Der Funktionsblock FS_EXEC führt ein oder mehrere entfernte Kommandos ohne Shell aus.
Achtung: Systemkommandos können das entfernte System gefährden oder beschädigen. Ausserdem können bereits existierende Dateien ohne eine Warnung überschrieben werden.
Das Dateisystem muss vorher mittels FS_INIT initialisiert worden sein. Alle Operationen erfolgen dabei asynchron pro angelegtes Speichermedium.
Bei einer positiven Flanke wird das angegebene Kommando ausgeführt.
Definiert das Gerät, von wo aus auf welche Dateien zugegriffen werden soll. Das Gerät wird pro Projekt verwendet und kann im Kontextmenü unter Projekt Externer Speicher verwaltet werden.

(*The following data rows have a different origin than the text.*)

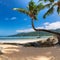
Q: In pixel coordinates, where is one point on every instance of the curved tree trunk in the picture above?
(56, 33)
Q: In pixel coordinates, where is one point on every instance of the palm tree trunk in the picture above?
(56, 33)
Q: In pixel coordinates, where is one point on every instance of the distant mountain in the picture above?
(35, 33)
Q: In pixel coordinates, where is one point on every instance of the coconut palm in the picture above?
(52, 4)
(33, 10)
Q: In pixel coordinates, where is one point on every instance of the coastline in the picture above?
(22, 40)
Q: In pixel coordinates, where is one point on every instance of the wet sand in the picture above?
(17, 52)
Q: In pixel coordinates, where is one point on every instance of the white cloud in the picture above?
(25, 19)
(47, 25)
(13, 18)
(54, 25)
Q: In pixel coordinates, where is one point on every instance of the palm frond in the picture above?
(21, 10)
(50, 11)
(58, 10)
(47, 5)
(31, 5)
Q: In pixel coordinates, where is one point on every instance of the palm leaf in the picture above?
(47, 0)
(50, 11)
(39, 7)
(21, 10)
(47, 5)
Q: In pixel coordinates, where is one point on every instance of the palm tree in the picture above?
(33, 10)
(52, 4)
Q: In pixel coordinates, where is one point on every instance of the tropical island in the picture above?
(12, 47)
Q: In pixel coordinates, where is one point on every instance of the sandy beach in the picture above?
(13, 52)
(19, 52)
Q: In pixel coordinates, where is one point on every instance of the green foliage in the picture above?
(47, 0)
(33, 9)
(50, 11)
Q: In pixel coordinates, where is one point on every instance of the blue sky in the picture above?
(12, 22)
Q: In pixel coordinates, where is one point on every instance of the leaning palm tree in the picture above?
(52, 4)
(32, 11)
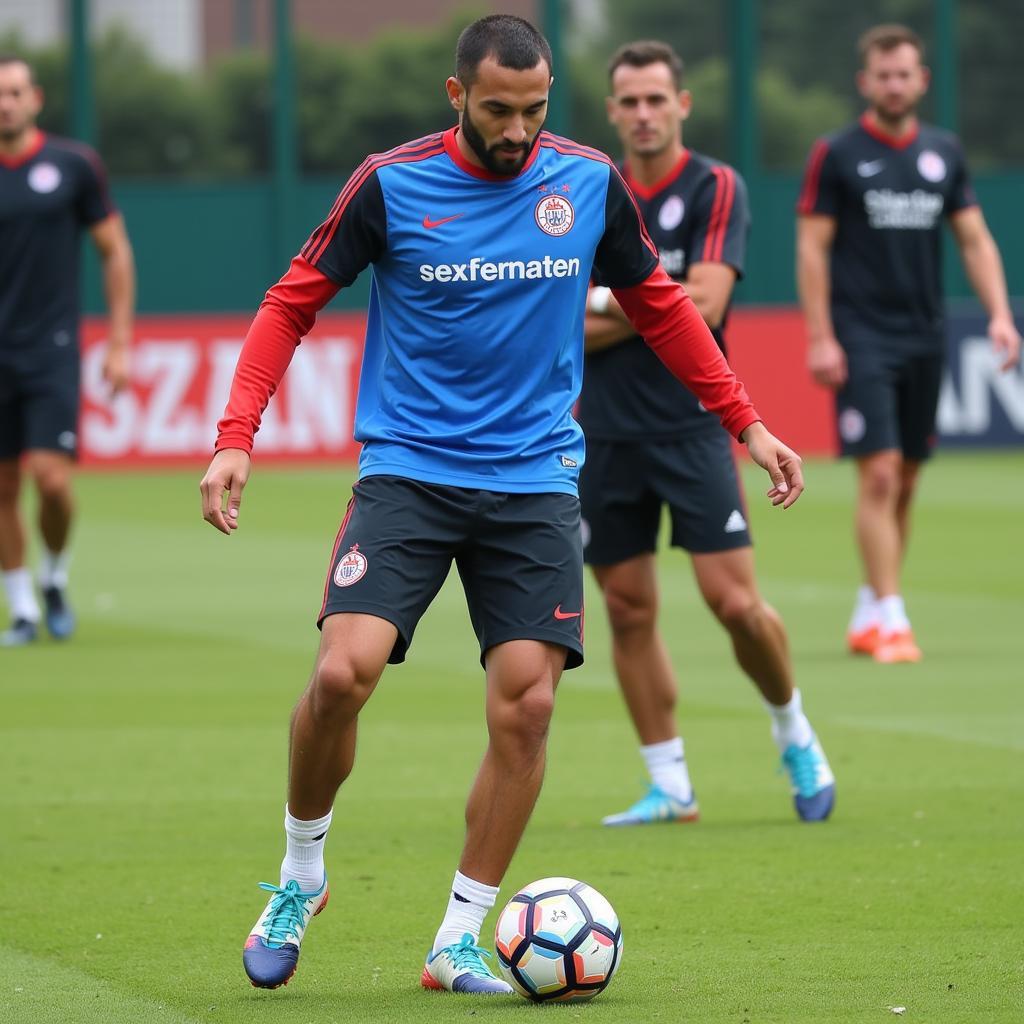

Gibt den Pfad zum Verzeichnis auf dem Speichermedium an. Der Pfad entspricht dabei einem Unix-Dateipfad im UTF-8 Format, falls dieses unterstützt wird. Der Pfad wird wie folgt dargestellt:
Ordner/Unterordner
Das Verwenden eines Pfades ist optional. Wurde dieser gesetzt, so muss das wechseln zu diesem Verzeichnis erfolgreich sein, ansonsten wird der auszuführende Befehl nicht ausgeführt.
Definiert das auszuführende Kommando.
Definiert den Typ der Konsole (Pseudo-Terminal). Für manche Geräte ist dieser Parameter zwingend erforderlich. Beispiele: "vt100", "vt102", "ansi", "xterm" usw.
Hinweis: Wird ein PTY verwendet, muss jeder Befehl mit einem Zeilenende abgeschlossen werden, z. B.: "ls\n". Beachten Sie ausserdem, dass die Konsole die Ausgabe formatiert. Dadurch können auch Steuerzeichen oder binäre Daten enthalten sein.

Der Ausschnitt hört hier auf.